According to Alsem, the main things taken into account when making economic policy are prosperity and health. Image is often overlooked. ‘But we should be including it; it places a hugely important role in how people make choices’, he says. ‘People’s subconscious plays a role in 90 percent of the decisions they make. Image influences behaviour.’
The National Programma Groningen (NPG) commissioned Alsem, economic geographer Sierdjan Koster, and two other colleagues to create an image monitor. The NPG’s goal is to improve widespread prosperity and Groningen’s image over the course of the next ten years.
The four researchers created an extensive survey asking Groningen residents, non-Groningen residents, and corporations to describe what they associate Groningen with. The eight thousand participants were asked if they wanted to study, live, or start a company in Groningen, among other things. They could rate their willingness from 0 to 10. The survey also focused on word association: what did people think of when hearing the name Groningen?
Many of the non-Groningen residents answered with words like ‘Martini tower’, ‘student city’, and ‘earthquakes’. Groningen residents had expected them to think of words like ‘too far’, ‘farmers’, or ‘surly people’.

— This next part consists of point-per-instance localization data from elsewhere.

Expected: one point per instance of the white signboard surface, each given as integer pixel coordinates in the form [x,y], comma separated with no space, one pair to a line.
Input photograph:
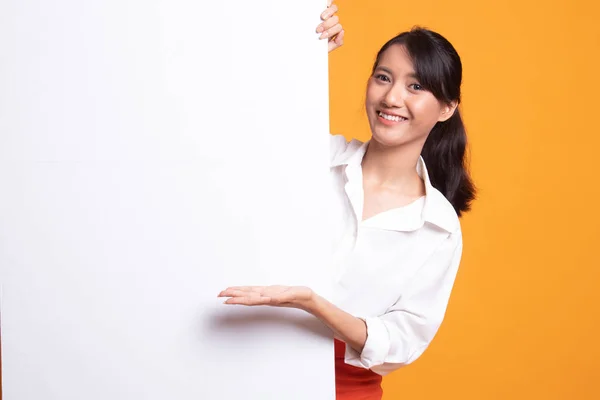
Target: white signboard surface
[153,153]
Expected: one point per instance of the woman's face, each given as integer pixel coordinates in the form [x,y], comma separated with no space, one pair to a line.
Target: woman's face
[399,110]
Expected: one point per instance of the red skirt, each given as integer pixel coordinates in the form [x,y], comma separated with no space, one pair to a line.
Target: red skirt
[353,383]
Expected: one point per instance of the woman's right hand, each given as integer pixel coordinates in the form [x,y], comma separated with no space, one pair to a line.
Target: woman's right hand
[331,28]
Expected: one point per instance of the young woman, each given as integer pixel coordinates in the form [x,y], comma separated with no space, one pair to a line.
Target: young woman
[399,197]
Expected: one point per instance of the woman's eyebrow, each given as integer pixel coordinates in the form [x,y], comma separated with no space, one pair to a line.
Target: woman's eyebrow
[412,75]
[384,69]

‘What we’ve seen is that Groningen residents underestimate themselves’, says Koster. ‘They think non-Groningen residents think poorly of them, but that’s not true.’
Another result showed that people don’t associate Groningen with entrepreneurship. ‘That might lead to Groningen corporations not investing as much capital, or corporations being hesitant to set up shop in Groningen.
‘This can also lead to banks or other corporations refusing to settle in Groningen’, says Koster. ‘The wrong image can negatively impact an area.’
He says that the fact that Groningen residents underestimate their province also impacts its image. ‘If they don’t have faith in themselves, why should outsiders have any? If you show people how vibrant the province is, people will automatically be attracted to it.’
Koster says there is room for improvement. ‘The authorities should show their own people that Groningen is doing pretty good! And they should show not just outside corporations, but also the corporations that are already here.’
Usually, corporations appreciate the area they’re in the most. ‘That makes sense; why else would they set up shop there?’ However, Groningen is less appreciated than Drenthe or Friesland, for example. ‘We don’t know why’, says Koster. ‘My economic geography students are currently studying this.’
He thinks Groningen should focus more on entrepreneurship. ‘People don’t really consider Groningen to be a young area, when especially the city is a student city with a large number of young people.’
The information from the study could be used to pick special projects to improve the province’s image. ‘Like a special campaign that shows that Groningen is a good area for entrepreneurs’, says Alsem. ‘Specific marketing can be very useful. But you have to make funds available. In the end, you want corporations to settle here and to attract tourists.’
Before this study, there were no data sets on how people felt about Groningen. ‘Now there is one. We’ll definitely be studying it for a while’, says Alsem. Additionally, Groningen’s image will be measured annually over the next ten years. ‘That will allow us to see how it develops. Hopefully it improves. That would be great.’